FRISCO, TX – The Museum of the American Railroad’s Union Pacific “Big Boy” steam locomotive is scheduled to make its much anticipated move on Sunday if traffic on the rails is slow enough to permit the 55-mile creep from Dallas Fair Park to Frisco.MAR CEO Bob LaPrelle said the long move of No. 4018 is expected to begin about mid-morning but that could change if activity along the Dallas, Garland & Northeastern and BNSF Railway lines is brisk. The railroads are working together to move the massive 4-8-8-4 locomotive, which last operated in 1957, to the museum’s new site in Frisco.
MAR officials won’t know until early Sunday morning if there is a green light. And even so, the locomotive may not make the entire trip.

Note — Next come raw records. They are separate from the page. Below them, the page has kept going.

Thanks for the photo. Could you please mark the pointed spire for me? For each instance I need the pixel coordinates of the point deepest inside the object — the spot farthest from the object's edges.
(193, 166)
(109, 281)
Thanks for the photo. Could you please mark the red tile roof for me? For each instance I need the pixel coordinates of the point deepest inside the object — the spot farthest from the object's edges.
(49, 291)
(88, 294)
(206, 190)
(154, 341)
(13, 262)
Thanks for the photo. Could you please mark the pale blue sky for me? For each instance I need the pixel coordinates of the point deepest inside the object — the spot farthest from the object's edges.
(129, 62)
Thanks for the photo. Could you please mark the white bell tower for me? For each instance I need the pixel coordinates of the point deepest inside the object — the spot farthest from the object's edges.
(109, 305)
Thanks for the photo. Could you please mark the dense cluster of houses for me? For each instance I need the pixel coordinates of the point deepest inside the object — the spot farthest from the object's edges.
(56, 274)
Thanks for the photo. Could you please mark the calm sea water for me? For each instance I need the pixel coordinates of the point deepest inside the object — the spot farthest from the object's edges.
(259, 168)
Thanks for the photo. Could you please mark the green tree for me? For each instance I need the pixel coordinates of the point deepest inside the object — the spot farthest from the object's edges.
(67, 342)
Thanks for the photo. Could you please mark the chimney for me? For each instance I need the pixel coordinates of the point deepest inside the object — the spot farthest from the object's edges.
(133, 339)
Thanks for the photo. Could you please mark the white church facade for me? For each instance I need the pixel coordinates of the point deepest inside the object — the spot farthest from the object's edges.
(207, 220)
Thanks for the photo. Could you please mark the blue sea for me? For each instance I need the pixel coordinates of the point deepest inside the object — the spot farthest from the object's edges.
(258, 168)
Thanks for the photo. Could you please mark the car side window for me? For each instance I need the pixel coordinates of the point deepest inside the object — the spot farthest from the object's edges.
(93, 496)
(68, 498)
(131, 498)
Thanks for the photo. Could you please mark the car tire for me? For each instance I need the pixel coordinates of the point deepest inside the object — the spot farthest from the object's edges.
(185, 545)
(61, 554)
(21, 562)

“The railroads have said they’ll have crews on Sunday but that can change,” said LaPrelle, who has coordinated the move of the museum’s entire collection for the past year. “We’re going to try to get at least as far as Irving on Sunday. It’s iffy. We’re low priority at 10 mph and having to work around freight traffic.”

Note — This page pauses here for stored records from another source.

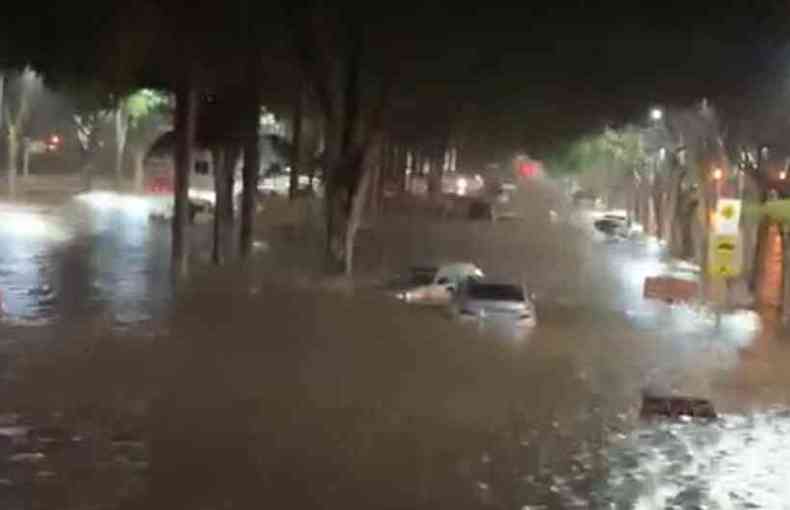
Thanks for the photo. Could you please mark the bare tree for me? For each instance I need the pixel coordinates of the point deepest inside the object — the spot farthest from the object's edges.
(22, 92)
(339, 60)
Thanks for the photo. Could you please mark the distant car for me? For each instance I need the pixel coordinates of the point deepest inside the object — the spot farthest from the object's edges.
(614, 225)
(436, 285)
(498, 305)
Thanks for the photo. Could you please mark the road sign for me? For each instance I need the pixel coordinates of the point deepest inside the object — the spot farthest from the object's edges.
(728, 216)
(724, 255)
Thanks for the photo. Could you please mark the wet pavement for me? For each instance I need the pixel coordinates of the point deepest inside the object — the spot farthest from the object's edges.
(97, 259)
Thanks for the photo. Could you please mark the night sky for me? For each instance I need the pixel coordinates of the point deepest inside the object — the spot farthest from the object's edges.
(546, 73)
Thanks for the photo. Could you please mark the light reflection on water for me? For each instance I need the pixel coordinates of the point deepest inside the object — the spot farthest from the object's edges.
(737, 462)
(115, 264)
(84, 259)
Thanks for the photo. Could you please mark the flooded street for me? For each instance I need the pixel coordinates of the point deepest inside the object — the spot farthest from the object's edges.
(281, 372)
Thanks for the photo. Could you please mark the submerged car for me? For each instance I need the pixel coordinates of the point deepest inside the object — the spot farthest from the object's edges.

When it moves, the locomotive will be sandwiched between 10 cars which are being added for braking. The consist, which will be pulled by a BNSF locomotive, will cross Union Pacific and TRE tracks and ending up on BNSF tracks along the route. DG&NO crews will take the consist from Fair Park to Irving Yard, where BNSF is expected to take over.
LaPrelle said the museum has fielded numerous inquiries and that tensions are running high about observers wishing to catch a glimpse of the move. MAR and railroad officials are asking that spectators do not chase the train and to stay off railroad property. Residents who live nearby the new museum site have expressed concern in recent days about onlookers gathering near apartments to watch the locomotive enter the museum grounds, LaPrelle said.
“We’re not recommending a place to go (to watch),” he said. “The railroads don’t want to attract people on railroad property.”
Prior to the move, museum crews will “exercise” the Big Boy on the track outside Fair Park. The locomotive is expected to move back and forth, under the power of MAR’s F7 diesel, on Saturday to make sure everything is in proper working order.
Last Sunday, the Big Boy was moved beyond the gates of the former site, where it has remained since arriving Fair Park in 1965. The move took several hours because of two curves located at the extreme east end of the Museum. The curves, one of which is nearly 20 degrees, are the tightest the locomotive will encounter on the entire move to Frisco.
Correspondence from the mid-1960s between Union Pacific’s Mechanical and Operating Departments addressed concerns about the “centipede” tenders on the big 4000 Class engines as they strayed off the system to be donated to museums and parks nationwide. The tenders, with their five rigid axles and one lead truck, were prone to causing problems on curves. The locomotives themselves were apparently not an issue during most moves.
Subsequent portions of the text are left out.